Currently, students may be eligible for federal loan forgiveness if their college closed or was accused of fraudulent activity. More than 130,000 borrowers have applied since 2015, a majority of whom attended for-profit colleges.
The new rule would replace one written by the Obama Administration after the government received an unprecedented number of claims following the collapse of Corinthian Colleges in 2015. The government found Corinthian had misled students for years by advertising inaccurate job placement numbers.
But some colleges have argued the policy was too broad and DeVos vowed last year to review the rule.
“Our commitment and our focus has been and remains on protecting students from fraud,” said DeVos in a statement Wednesday.
“The regulations proposed today accomplish that by laying out clear rules of the road for higher education institutions to follow and holding institutions, rather than hardworking taxpayers, accountable for making whole those students who were harmed by an institution’s deceptive practices,” she said.
If finalized, the new rule would apply to new federal loans starting in July 2019.
It could save the government $12.7 billion over a ten-year period compared to the Obama version, an Education Department document shows.
But consumer advocacy groups and Democrats say the new rule makes it too hard for borrowers to seek relief.
Those whose schools shut down while they were enrolled will no longer automatically receive debt relief. Under the new rule, students would have to submit an application and would not be eligible if the school provided an option to complete their program elsewhere.
Other borrowers who feel they were misled by their college would be required to submit more evidence of their school’s misconduct and prove more difficult facts, the National Consumer Law Center said.
The department would consider each application individually. In the past, some have been considered as a group in the event of widespread fraud in an effort to simplify the process.

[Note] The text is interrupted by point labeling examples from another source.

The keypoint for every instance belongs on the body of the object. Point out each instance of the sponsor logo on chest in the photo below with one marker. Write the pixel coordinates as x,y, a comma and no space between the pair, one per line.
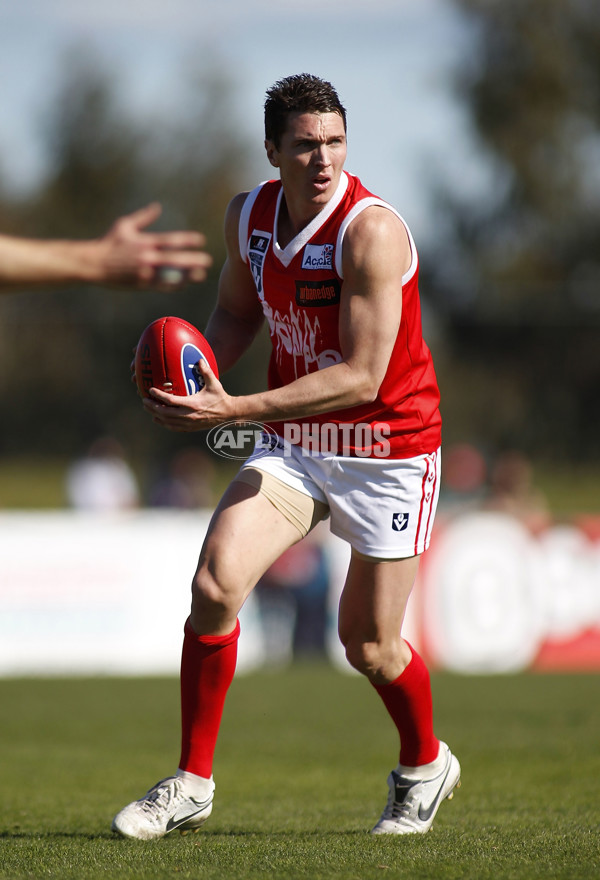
318,293
318,256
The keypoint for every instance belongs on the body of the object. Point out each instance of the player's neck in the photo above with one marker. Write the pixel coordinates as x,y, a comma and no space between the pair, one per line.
290,224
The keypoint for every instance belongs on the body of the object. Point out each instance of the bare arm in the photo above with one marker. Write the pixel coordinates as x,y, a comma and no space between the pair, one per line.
126,255
376,254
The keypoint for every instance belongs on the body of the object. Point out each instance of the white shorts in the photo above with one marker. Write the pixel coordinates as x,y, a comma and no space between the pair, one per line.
383,507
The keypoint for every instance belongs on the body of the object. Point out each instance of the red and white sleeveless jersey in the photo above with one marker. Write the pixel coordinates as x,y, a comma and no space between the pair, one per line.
300,287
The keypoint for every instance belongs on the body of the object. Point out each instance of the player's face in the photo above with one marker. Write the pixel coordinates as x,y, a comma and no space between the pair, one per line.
310,158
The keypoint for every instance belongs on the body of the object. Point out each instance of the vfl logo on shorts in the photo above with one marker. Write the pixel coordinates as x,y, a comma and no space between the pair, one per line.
400,521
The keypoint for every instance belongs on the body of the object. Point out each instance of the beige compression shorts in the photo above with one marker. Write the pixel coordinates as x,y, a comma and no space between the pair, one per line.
300,509
384,508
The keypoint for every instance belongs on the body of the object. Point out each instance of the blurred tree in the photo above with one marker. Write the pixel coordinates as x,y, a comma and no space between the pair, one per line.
519,276
65,358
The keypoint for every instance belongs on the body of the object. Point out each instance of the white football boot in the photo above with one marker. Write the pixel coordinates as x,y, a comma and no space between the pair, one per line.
413,802
174,802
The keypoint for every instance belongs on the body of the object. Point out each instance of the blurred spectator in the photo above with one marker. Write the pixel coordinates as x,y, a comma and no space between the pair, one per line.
464,477
292,598
103,479
512,491
188,483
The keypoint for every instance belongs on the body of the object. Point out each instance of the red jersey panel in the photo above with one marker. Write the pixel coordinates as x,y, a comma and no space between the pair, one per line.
300,287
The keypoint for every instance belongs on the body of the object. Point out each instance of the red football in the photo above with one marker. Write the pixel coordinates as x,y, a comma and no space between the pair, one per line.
167,355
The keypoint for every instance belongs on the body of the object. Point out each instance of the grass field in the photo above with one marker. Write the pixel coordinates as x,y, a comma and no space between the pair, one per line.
300,770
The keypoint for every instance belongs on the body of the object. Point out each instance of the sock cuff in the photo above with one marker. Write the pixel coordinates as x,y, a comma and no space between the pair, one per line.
213,641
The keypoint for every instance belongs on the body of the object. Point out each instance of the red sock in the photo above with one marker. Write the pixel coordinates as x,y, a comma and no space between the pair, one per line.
408,700
207,669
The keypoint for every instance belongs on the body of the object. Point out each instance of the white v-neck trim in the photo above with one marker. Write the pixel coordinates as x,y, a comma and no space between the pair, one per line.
287,254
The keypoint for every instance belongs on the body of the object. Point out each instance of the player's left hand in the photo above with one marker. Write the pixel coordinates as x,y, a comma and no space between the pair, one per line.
160,260
197,412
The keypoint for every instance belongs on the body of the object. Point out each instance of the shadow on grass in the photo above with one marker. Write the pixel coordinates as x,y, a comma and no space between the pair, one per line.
213,835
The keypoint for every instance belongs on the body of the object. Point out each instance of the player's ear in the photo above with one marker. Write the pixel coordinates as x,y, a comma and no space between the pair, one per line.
272,153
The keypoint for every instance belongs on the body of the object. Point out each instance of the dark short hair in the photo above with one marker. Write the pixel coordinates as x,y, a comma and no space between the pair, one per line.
302,93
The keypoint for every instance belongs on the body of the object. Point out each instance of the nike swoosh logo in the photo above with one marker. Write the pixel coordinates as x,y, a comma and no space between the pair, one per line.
425,814
178,819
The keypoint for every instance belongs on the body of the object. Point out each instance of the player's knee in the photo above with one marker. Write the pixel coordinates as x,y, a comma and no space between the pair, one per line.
379,661
208,595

The Education Department is also considering making only those borrowers who are in default qualify for loan forgiveness. Those who are current on their payments would not qualify for relief.
The Department is seeking comment on the proposed rule in general, but wants to specifically hear on this issue because the implications “are far-reaching.”
The public has 30 days to comment before the rule is finalized.
“This is a clear sign that students cannot rely on Secretary DeVos, and that she will continue to give predatory for-profit colleges and corporations a free pass when they mislead, cheat, and defraud students,” said Senator Patty Murray, the Democratic ranking member of the education committee.
But Senator Lamar Alexander, chair of the committee, applauded the new proposal.
“Secretary DeVos is right to propose new regulations that set important safeguards and clear standards for when a student can file a claim, so taxpayers aren’t paying for unreasonable or unsubstantiated claims of fraud,” he said.
“The Obama Administration went too far in rewriting this provision by setting overly broad and vague standards and as a result, put taxpayers on the hook for too many loans.”